Sightings - "Through the Panama"














Sightings - Through the Panama (Load 2007)

Sightings - Through the Panama / Load

What's interesting about music is how disorienting it can be to your senses. Some groups play music that sounds "happy" or upbeat or great to dance to or exuberant when the subject matter may be the complete opposite. It may be about death or loss or fear or impending doom. But sometimes musicians are disorienting for the exact opposite reason: They disorient your senses simply by loading them to the brim and letting you figure out the mess in their wake.

Sightings are emphatically in the latter. This is an album that has had a strange vibe surrounding it since its announcement that former indie punchline (ironic?) Andrew W.K. was going to produce it. For those who haven't been partying hearty from the beginning, or for those who just have short-term memories, Andrew was initially involved with Michigan's noise scene and hung down with the dudes in Wolf Eyes, for example. Load are a staple noise and loud rock label: Without the Providence-based label, we wouldn't have had such excellent releases from Noxagt or Arab on Radar or the (un)holy Lightning Bolt and all its affiliates.

So even without Sightings, the promise of a superbly produced, reliable record was there. Adding in the New York trio was just the icing on the cake. Guitarist Mark Morgan, bassist Richard Hoffman and drummer Jon Lockie are no newcomers to the art of noise, of course. Through the Panama represents their sixth full-length effort since 2002. The evolution has been a primordial burble, but this album is without a doubt their most harrowing.

One of the reasons it goes beyond mere noise-rock or obnoxious feedback with the knob on eleven is that the group is incorporating even more no-wave influences. Through the Panama is creepy, no two ways about it. But it's also got some of the most interesting, luminous, raw moments the band has ever had. "Certificate of No Effect" is a great example. Here is what They Were Wrong, So We Drowned-era Liars had, except with less reliance on their knowledge of the whole dance-punk thing. Sightings care nothing for the dancefloor. The beat that emerges here crawls out of the jungle and viciously attacks the boat as local tribes beat "Temple of Doom"-like drums. It's a furious pace and probably the most aggressive song on the record.

But as if to signify your mercy at the behest of the band, it stops without any warning. In its place, the title-track broods in the jungle, two shrieks unleashing the primal rage so abundant in Sightings' music. It's a veritable goldmine of terror, and I won't be the first to point out that its release so close to Halloween will make for some very terrified children. If you're looking to be your neighborhood's Boo Radley this year, Sightings is your soundtrack.
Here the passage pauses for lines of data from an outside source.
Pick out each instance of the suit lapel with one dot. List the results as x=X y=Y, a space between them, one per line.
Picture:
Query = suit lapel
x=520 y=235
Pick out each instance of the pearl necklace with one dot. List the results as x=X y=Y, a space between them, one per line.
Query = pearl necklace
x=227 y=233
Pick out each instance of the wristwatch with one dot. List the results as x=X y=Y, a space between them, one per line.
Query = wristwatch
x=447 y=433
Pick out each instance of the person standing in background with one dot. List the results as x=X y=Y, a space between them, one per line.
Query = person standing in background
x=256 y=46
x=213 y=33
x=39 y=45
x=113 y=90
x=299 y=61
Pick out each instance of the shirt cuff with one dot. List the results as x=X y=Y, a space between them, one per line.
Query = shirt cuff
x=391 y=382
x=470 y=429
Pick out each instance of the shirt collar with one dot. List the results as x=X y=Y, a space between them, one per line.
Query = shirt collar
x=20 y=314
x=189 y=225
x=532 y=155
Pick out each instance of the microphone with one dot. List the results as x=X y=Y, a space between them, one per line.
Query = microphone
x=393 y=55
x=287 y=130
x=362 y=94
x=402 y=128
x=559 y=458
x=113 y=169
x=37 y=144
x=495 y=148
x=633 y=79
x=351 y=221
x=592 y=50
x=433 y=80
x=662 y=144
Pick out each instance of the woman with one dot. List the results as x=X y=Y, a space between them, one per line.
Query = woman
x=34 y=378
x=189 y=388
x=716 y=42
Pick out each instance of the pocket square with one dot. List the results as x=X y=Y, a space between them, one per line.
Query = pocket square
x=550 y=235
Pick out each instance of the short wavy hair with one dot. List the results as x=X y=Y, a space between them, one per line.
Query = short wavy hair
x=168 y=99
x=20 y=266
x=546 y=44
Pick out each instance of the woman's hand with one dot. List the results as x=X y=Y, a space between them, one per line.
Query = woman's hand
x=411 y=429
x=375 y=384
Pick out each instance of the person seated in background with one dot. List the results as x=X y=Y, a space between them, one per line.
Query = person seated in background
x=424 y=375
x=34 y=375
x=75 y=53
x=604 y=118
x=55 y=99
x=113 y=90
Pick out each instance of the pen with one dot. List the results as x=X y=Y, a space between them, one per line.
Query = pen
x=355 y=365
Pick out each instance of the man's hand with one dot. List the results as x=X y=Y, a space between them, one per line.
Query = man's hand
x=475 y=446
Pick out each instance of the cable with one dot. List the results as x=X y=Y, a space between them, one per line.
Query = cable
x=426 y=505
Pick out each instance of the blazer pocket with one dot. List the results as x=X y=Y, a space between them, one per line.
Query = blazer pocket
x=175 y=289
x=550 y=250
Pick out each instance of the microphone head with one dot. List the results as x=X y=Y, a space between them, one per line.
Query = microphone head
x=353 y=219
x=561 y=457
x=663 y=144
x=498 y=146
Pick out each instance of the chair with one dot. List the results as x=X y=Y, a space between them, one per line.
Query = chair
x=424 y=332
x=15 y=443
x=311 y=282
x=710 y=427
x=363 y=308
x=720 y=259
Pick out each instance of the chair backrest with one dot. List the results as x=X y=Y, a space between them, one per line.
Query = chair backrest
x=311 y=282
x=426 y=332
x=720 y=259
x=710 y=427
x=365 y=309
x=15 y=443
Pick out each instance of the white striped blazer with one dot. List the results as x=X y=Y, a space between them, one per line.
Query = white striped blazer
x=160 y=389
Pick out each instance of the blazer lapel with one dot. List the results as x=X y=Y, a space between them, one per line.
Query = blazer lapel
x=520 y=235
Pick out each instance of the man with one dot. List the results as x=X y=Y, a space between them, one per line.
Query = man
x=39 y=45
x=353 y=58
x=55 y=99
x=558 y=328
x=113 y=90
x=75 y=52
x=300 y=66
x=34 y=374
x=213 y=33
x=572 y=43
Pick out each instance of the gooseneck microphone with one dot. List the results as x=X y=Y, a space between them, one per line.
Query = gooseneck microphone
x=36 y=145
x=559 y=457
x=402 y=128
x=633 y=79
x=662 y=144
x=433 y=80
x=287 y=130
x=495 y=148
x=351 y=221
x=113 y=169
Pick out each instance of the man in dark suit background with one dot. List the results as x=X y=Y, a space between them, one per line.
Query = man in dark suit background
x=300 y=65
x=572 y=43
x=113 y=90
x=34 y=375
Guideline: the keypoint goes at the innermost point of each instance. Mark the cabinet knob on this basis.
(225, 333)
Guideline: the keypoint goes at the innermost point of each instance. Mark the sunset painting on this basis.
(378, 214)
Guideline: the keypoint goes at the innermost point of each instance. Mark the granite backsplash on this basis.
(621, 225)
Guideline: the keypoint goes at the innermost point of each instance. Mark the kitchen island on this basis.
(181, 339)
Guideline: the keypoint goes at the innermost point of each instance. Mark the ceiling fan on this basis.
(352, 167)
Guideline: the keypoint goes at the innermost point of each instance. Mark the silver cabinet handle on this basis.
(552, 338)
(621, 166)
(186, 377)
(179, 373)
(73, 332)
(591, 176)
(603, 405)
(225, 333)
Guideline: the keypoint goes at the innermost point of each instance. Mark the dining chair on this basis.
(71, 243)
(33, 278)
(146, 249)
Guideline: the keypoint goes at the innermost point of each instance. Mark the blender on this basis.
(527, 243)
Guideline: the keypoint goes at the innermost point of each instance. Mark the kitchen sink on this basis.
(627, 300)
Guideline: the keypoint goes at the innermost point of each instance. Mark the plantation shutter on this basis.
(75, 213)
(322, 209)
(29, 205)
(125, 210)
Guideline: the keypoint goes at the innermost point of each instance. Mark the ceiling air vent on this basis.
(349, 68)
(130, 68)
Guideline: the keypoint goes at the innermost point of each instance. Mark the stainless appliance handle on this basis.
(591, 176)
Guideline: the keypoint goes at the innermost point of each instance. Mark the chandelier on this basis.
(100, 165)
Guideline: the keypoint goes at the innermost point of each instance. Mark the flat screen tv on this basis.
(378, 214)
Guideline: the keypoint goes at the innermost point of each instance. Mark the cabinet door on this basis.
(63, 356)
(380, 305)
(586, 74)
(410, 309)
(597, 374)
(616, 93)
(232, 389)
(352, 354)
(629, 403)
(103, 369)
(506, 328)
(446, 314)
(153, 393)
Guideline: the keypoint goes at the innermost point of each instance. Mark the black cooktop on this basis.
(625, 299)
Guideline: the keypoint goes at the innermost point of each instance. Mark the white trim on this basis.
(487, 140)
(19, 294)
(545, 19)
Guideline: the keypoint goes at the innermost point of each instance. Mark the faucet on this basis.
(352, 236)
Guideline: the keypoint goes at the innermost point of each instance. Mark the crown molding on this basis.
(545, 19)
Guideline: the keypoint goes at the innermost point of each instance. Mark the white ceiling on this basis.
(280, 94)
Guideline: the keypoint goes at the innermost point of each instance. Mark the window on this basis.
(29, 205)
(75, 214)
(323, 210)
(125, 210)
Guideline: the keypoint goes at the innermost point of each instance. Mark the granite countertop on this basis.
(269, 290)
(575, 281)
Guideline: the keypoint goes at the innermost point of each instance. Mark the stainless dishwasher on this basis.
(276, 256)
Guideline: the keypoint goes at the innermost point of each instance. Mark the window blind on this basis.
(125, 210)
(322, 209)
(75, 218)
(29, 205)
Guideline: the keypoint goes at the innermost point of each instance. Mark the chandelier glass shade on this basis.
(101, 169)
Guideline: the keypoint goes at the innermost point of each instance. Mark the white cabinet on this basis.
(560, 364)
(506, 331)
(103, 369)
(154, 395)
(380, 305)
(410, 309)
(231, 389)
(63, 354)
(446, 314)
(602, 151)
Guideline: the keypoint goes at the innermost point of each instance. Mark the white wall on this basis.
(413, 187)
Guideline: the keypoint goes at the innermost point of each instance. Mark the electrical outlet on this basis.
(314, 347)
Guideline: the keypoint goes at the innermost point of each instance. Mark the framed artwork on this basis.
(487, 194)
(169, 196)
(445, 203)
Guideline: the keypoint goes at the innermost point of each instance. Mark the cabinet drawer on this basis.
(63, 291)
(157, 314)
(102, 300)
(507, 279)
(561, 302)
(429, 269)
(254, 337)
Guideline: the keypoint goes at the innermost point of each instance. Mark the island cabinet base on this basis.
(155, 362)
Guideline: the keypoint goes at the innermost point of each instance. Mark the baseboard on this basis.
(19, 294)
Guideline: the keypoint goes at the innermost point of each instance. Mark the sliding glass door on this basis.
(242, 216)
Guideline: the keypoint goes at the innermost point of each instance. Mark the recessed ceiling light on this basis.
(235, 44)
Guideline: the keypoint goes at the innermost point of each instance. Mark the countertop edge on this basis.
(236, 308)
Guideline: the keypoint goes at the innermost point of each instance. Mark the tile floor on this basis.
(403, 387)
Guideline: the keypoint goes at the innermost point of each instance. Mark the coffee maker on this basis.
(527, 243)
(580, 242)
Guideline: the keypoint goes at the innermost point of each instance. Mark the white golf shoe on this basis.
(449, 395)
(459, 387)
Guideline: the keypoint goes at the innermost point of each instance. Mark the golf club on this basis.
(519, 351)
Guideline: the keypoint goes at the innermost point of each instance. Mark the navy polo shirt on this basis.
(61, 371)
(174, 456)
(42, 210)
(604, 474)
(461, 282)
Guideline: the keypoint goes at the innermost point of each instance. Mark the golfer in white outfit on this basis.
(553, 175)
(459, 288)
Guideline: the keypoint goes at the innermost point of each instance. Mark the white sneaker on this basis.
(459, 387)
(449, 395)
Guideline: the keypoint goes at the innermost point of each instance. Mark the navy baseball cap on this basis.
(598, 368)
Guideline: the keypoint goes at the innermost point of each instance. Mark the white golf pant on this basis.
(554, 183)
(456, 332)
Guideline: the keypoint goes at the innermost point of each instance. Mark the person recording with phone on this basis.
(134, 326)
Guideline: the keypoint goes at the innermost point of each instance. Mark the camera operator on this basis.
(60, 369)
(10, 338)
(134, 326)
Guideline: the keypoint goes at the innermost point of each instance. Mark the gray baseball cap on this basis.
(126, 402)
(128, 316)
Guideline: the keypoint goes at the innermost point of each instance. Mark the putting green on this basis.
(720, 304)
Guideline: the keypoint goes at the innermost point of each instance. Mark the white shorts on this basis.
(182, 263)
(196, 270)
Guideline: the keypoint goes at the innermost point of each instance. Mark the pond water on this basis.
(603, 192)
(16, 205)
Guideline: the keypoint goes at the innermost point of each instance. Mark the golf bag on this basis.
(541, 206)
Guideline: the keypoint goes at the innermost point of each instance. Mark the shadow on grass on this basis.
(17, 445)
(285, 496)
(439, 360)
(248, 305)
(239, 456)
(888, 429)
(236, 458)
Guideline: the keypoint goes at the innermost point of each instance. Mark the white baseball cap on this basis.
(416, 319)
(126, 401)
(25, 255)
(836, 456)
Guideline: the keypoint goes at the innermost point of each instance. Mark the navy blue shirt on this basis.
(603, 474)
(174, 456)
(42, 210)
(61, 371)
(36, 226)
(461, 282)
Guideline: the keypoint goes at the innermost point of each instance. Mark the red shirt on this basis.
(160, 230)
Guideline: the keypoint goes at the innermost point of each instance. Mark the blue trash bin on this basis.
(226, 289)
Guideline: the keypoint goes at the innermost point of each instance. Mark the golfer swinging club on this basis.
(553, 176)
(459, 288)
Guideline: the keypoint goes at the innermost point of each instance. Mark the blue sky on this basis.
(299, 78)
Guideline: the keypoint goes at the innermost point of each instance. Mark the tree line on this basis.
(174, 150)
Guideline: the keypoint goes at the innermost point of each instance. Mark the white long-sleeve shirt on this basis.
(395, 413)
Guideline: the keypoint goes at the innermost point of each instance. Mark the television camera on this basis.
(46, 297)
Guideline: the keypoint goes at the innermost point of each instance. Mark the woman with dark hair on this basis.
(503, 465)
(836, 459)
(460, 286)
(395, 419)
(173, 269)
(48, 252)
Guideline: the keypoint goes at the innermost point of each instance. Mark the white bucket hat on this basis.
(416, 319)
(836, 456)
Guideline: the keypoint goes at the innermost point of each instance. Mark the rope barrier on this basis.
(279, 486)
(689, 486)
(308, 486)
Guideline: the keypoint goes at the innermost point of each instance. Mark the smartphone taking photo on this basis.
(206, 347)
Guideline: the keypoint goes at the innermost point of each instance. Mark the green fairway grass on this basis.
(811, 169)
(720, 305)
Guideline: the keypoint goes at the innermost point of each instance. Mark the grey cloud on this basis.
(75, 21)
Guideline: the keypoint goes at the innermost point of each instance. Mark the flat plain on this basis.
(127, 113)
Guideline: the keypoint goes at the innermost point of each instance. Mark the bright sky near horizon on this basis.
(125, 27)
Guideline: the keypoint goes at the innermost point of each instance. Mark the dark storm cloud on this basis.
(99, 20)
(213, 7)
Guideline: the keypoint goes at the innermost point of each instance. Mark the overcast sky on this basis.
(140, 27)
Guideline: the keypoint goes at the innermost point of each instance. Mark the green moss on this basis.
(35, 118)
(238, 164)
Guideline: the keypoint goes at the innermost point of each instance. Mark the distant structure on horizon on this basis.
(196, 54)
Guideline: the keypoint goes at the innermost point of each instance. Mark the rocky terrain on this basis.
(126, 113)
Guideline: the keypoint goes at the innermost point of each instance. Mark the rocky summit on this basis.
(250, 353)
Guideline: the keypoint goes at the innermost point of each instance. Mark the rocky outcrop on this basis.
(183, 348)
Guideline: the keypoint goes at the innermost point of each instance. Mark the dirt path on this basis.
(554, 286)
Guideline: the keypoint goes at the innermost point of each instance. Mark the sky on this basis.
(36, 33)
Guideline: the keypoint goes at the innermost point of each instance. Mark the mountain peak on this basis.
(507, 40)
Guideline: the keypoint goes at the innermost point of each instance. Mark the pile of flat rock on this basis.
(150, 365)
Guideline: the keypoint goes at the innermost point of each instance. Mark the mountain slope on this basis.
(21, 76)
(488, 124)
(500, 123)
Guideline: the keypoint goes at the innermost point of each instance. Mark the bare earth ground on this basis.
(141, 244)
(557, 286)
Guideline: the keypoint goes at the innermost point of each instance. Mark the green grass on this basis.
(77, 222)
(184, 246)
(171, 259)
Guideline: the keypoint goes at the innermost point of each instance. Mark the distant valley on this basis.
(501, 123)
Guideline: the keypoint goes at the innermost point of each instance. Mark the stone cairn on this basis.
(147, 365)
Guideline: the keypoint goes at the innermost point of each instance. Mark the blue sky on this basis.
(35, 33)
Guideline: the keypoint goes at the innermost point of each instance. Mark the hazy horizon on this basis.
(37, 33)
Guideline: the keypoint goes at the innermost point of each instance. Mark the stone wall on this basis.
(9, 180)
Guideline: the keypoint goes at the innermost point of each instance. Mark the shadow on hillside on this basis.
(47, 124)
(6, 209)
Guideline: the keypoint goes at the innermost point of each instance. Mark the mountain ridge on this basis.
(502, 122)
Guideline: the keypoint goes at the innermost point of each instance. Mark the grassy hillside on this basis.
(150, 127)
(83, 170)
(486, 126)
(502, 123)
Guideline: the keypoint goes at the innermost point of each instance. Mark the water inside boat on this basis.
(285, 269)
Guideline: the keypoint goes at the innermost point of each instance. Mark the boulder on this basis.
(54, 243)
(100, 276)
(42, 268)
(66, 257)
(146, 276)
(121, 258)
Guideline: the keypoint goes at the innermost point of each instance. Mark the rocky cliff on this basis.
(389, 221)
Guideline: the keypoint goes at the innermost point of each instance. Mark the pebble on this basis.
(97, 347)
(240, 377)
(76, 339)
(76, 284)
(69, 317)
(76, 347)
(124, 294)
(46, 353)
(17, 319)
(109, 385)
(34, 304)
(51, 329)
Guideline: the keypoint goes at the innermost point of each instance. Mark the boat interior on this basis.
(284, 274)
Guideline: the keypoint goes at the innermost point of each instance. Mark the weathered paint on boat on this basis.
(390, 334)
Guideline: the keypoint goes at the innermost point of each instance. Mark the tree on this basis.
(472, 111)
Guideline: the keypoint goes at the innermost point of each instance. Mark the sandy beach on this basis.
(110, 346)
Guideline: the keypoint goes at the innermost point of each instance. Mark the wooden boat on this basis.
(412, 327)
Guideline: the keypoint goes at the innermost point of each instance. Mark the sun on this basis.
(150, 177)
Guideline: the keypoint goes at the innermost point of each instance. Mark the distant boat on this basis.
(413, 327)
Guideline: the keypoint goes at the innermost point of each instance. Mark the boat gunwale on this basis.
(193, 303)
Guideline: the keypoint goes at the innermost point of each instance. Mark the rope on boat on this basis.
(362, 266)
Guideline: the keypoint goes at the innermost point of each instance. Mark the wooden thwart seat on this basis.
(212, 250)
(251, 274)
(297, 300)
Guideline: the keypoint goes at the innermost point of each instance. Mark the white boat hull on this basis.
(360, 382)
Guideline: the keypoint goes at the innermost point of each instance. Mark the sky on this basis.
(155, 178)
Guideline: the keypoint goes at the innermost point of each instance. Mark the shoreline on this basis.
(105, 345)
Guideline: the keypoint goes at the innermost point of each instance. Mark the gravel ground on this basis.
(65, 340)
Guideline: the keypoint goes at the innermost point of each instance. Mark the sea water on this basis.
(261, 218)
Fake Jazz's Adam Strohm mentioned in his 2002 review of the self-titled debut that the group was "two parts brawn and one part brain" (By the way, if you've never been there, Fake Jazz has some incredible reviews worth perusing from 2000-04). I think that's still true, but the production on this record has allowed the brain third of things to show itself more, rather than just hinting at what we assume as a listener is already there. Instead of a dense blast of cacophony, "A Rest" is a distorted cruise through the Canal that allows room for more than just a wall of sound; equally "Black Peter" could almost pass as a single. If you were on enough drugs (or hopped on enough Fun Sized Butterfingers), you could probably find a way to dance to it. That's not the standard for what makes for good music, of course, but it shows how much more thought the group put into this album than their earliest works.

Like Wolf Eyes three years ago and Sunburned Hand of the Man now, Sightings have the opportunity to exploit a unique gap in the typical indie consumers' tastes. Everything about this record is in place, and all kids have to do now is go out and buy it (or at least get out and go see them). Who knows what will become of it all, but Through the Panama has at least proven that Sightings aren't standing around waiting to see the result. Thankfully, they still have the drive to move forward. I haven't been this excited about Halloween in years.

2 comments:

sara said...

truly can't wait for this to hit the shelves. heard it's coming out on vinyl too, through thurston moore's ecstatic peace label.

oh, and in the last paragraph, the word "buy" is written as "by".

pmmasterson said...

Duly amended. You're also right on the Ecstatic Peace bit: Vinyl plates hit October 28th.